April 20, 2005 | Unregistered Commentermary
Amy-lol! I love the not scanning coupons bit (even though it really is not right).I worked at a frozen yogurt place back in the days. I'd pass by people in the line who were talking on their cell phones. After all, just because I'm serving them doesn't give them a right to treat me like dirt. R-E-S-P-E-C-T

April 20, 2005 | Unregistered CommenterSonja
I have never wondered what a cashier is thinking. Perhaps hanging out with them in the breakroom when I was a sacker removed all the mystery. Mostly they are thinking "My feet hurt. When do I get to go home?"

And Russians--who was it that said "no one can out-suffer the Russians"? But yes. They do not respond to American friendliness, so much. Even the young pretty ones have well-developed icy glares.

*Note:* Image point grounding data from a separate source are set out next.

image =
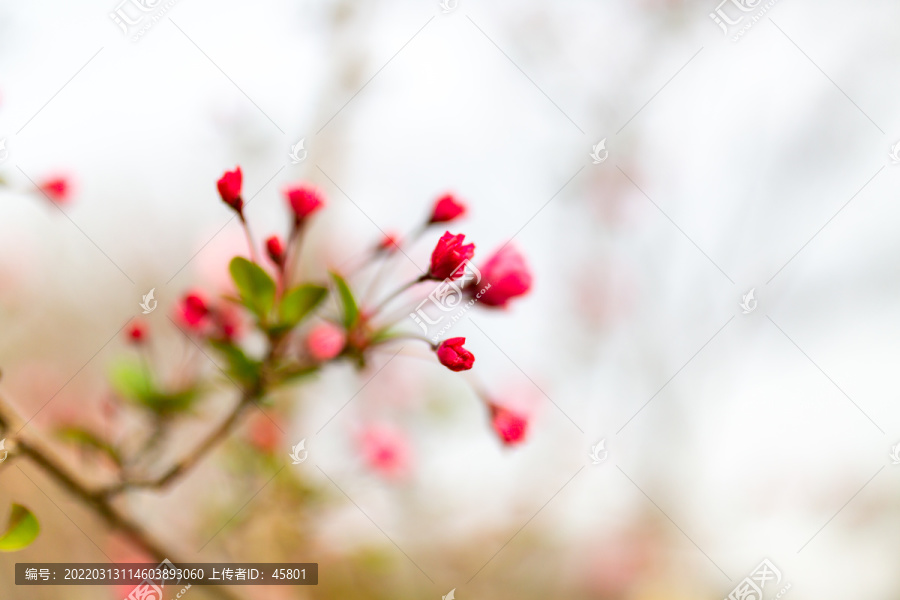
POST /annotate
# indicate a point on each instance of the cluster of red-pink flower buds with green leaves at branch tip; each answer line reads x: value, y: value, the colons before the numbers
x: 301, y: 336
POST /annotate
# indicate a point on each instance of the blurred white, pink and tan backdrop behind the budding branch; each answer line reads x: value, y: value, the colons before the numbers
x: 753, y: 159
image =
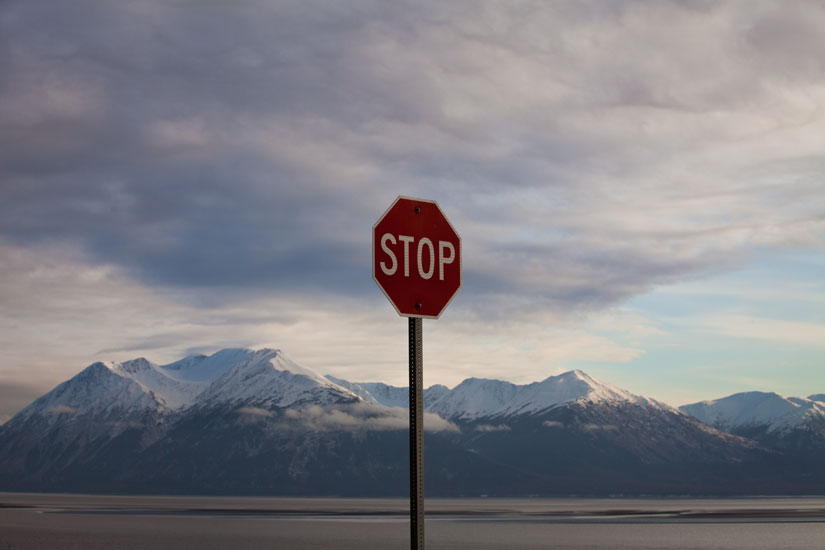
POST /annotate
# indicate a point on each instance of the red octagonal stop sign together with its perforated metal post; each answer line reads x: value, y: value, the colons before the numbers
x: 416, y: 261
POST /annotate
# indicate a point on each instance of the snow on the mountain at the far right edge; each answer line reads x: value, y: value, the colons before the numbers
x: 755, y: 408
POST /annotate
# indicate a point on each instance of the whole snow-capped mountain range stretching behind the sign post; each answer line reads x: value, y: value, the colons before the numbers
x: 255, y: 422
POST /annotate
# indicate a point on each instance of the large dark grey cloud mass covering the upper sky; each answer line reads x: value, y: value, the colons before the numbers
x: 586, y: 153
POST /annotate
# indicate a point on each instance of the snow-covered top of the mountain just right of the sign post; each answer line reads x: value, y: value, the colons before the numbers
x: 476, y: 398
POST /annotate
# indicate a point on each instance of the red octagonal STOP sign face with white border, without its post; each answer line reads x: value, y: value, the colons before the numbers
x: 416, y: 257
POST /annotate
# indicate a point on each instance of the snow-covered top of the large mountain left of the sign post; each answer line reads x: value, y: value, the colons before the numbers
x: 262, y: 377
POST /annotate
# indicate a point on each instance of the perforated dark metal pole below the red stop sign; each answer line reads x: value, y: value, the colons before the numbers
x: 416, y: 435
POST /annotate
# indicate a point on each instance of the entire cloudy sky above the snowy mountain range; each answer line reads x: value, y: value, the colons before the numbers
x: 639, y: 187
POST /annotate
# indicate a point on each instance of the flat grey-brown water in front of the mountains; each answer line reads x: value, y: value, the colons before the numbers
x: 70, y: 522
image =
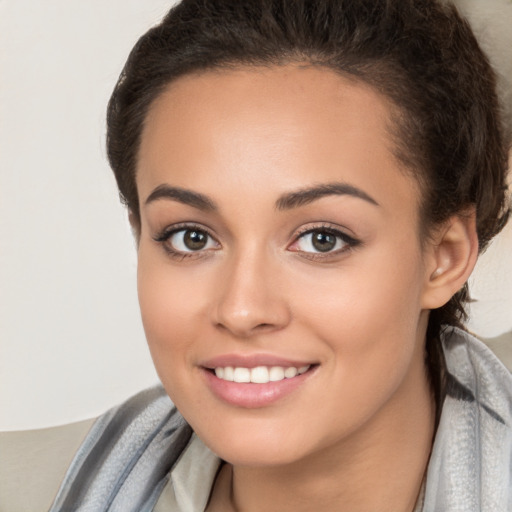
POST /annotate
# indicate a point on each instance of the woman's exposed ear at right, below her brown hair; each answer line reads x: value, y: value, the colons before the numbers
x: 450, y: 259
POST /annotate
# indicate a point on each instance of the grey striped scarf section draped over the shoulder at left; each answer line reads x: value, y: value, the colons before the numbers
x: 124, y: 462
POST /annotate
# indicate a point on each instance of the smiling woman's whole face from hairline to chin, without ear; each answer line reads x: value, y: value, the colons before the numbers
x: 279, y: 235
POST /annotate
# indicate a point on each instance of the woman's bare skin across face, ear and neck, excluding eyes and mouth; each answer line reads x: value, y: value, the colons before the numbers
x: 357, y: 433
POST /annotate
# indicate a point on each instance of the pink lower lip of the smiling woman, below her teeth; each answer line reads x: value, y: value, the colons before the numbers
x: 250, y: 395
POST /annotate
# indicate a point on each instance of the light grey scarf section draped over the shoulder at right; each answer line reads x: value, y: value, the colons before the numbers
x: 469, y: 467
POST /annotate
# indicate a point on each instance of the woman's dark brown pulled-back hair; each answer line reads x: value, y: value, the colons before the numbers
x: 420, y: 54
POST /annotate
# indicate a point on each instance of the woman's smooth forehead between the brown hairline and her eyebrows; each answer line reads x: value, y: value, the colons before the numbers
x: 287, y: 126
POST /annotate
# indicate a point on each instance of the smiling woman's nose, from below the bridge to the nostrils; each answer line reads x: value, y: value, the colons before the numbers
x: 250, y: 298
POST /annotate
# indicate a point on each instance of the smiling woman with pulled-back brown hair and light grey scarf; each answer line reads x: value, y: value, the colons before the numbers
x: 310, y: 184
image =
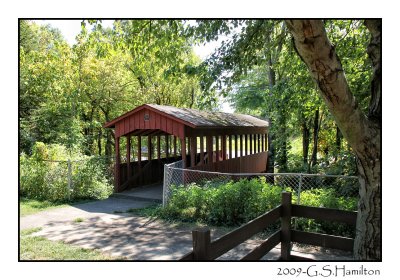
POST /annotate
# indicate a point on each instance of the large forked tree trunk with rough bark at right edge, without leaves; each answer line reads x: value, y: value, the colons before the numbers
x: 361, y: 132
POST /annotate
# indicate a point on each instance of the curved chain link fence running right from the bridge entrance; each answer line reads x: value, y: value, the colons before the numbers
x: 298, y: 183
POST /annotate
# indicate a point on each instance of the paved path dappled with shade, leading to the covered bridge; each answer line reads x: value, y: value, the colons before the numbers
x: 133, y: 237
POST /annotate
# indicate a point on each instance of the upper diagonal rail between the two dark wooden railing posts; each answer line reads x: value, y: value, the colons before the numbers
x: 234, y: 238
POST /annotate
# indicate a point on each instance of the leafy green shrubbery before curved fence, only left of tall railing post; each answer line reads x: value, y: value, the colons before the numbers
x: 231, y: 203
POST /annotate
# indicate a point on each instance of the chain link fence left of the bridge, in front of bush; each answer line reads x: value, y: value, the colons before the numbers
x: 59, y: 180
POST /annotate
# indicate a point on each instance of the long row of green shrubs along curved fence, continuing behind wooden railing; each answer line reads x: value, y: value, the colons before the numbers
x: 234, y: 203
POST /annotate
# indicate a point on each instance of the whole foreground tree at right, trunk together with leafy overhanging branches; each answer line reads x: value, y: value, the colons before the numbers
x: 257, y: 40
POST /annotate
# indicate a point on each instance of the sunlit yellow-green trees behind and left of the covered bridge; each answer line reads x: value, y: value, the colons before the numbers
x: 68, y: 92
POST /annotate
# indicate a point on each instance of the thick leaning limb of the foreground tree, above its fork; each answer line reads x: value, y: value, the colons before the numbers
x: 315, y: 49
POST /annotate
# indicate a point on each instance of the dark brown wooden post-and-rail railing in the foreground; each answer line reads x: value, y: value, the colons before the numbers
x: 205, y: 249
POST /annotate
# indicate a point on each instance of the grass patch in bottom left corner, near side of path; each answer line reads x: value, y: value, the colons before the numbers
x: 39, y: 248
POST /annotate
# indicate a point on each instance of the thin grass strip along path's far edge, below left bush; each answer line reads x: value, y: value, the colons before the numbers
x: 29, y: 206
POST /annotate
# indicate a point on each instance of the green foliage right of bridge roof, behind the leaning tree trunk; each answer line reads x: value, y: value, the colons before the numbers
x: 260, y: 71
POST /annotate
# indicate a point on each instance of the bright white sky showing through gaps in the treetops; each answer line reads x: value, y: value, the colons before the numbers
x: 71, y: 28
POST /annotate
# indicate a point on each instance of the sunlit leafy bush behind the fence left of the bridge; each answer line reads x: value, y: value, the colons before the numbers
x: 42, y: 179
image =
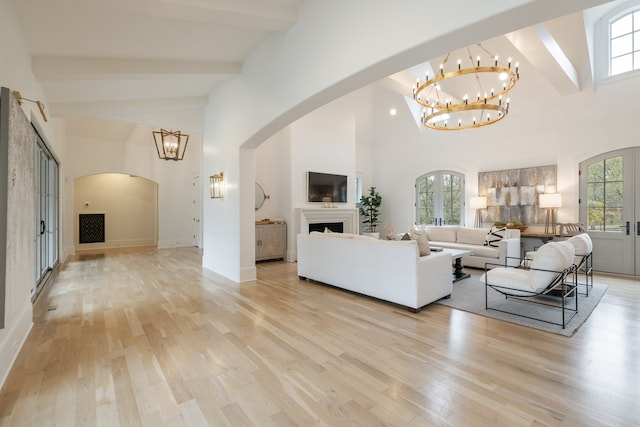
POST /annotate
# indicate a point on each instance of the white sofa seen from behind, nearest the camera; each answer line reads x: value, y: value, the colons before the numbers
x: 389, y: 270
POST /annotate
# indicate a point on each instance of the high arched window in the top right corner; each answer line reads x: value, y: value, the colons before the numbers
x: 624, y: 48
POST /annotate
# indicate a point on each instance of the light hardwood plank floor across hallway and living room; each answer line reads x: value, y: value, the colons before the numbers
x: 145, y: 337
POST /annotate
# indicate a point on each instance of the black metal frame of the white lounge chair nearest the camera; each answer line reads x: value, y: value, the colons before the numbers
x: 562, y: 287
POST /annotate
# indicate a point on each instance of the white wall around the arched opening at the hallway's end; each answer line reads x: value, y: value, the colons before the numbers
x: 108, y: 146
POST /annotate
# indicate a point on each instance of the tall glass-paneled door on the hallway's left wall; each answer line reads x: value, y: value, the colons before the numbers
x: 46, y: 218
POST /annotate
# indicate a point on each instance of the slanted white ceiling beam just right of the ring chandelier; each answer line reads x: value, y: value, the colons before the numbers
x: 543, y: 52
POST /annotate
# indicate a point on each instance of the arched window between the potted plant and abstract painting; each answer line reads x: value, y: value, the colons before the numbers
x: 439, y: 198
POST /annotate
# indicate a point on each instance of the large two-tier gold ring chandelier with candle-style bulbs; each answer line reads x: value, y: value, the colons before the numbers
x: 466, y: 97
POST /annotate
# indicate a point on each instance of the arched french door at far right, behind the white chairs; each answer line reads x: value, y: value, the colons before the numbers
x: 610, y: 208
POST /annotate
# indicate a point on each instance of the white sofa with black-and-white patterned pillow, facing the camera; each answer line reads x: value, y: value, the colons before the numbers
x: 473, y: 239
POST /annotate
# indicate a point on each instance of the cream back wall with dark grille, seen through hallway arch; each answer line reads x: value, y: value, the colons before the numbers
x: 130, y: 205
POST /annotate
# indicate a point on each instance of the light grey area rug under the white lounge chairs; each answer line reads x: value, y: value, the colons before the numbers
x: 469, y: 295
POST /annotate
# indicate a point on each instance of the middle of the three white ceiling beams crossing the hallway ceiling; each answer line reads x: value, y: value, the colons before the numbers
x: 65, y: 68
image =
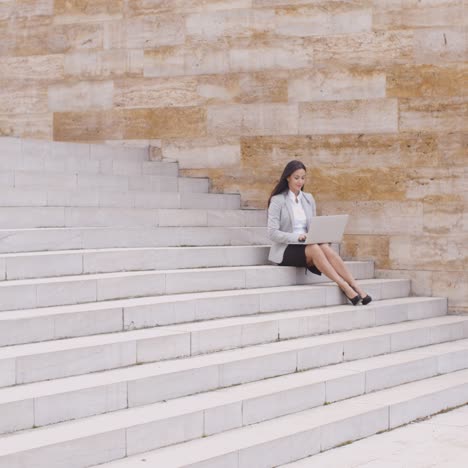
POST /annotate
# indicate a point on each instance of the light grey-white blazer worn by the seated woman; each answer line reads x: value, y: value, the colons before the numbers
x: 281, y: 222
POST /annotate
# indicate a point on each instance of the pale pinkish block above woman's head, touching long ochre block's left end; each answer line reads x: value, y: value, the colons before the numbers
x: 252, y: 119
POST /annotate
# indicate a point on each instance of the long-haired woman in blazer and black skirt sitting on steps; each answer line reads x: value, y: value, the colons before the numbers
x: 289, y: 213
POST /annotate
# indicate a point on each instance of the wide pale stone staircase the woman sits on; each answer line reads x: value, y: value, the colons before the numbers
x: 141, y: 325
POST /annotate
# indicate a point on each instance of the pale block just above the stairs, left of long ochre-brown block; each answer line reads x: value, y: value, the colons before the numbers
x: 204, y: 153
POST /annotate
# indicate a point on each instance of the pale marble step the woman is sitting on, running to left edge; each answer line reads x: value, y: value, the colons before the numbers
x: 79, y: 289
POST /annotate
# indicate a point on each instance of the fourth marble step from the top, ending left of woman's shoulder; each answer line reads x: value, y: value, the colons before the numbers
x: 19, y: 200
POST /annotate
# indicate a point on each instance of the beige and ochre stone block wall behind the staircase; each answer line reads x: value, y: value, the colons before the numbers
x: 371, y: 95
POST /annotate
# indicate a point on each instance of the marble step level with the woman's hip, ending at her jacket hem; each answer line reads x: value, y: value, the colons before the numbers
x: 89, y: 261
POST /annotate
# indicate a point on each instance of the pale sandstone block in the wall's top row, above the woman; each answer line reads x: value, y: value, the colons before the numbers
x: 322, y: 19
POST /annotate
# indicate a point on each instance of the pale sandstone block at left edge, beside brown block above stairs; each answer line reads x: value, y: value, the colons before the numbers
x: 26, y: 125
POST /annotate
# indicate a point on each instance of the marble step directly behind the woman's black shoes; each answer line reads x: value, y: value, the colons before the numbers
x: 58, y: 322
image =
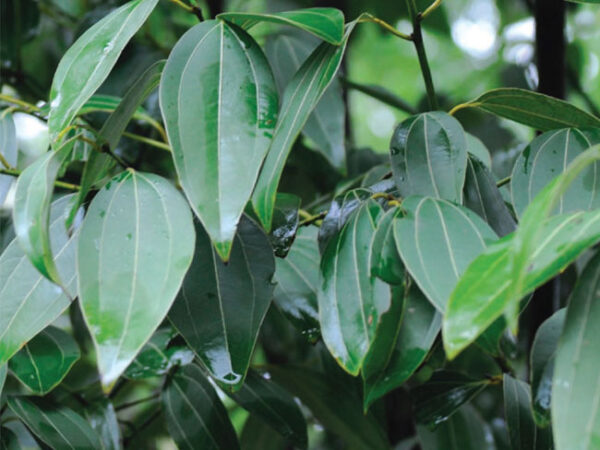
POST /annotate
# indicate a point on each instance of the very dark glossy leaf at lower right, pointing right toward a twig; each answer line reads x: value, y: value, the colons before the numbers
x: 442, y: 395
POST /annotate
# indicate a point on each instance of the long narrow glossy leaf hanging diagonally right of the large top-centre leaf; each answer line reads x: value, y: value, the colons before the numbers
x: 299, y: 100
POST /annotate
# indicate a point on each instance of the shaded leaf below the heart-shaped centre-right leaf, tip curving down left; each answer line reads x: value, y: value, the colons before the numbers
x: 419, y: 327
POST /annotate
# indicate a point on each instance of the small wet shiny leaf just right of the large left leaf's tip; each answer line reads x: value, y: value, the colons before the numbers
x: 157, y: 356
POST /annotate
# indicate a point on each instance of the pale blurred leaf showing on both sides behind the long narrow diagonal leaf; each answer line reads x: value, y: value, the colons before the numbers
x: 325, y: 126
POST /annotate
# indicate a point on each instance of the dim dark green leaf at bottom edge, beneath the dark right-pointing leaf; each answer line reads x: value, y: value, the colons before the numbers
x: 465, y: 430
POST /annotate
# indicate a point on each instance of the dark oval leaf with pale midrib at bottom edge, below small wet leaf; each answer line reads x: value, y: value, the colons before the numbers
x: 195, y: 416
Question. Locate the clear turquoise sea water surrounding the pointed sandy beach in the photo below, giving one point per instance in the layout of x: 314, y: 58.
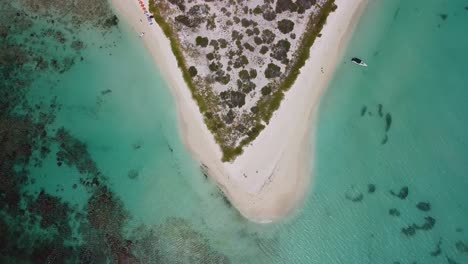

Why do you want to win her over? This is an urge I have never understood. Wanting to punch or avoid mean people I understand. Wanting them to like me, no.
April 21, 2005 | Unregistered Commenteremjaybee
The meaner she is to you, the more you'll want her to like you. And God forbid she's nice to someone else, that'll just send you over the edge.

Forget paying in small change - don't try to piss her off, try to make yourself interesting to her.

Go to the store and stock up on condoms, personal lubricant, oil, plastic wrap (preferably colored),various and sundry phallic-shaped veggies and some kitchen twine. Check out at her register. Don't say a word - nothing, not even hi. Act like this is completely normal. Do the same thing the following week.

I guarantee she'll start talking to you.
April 21, 2005 | Unregistered CommenterMegan
I hate going to ANY store. Just send the crap to me. The pharmacy is the worst. Let's wait in a long line at Shopko to get pills that I don't want to take! Yes, let's!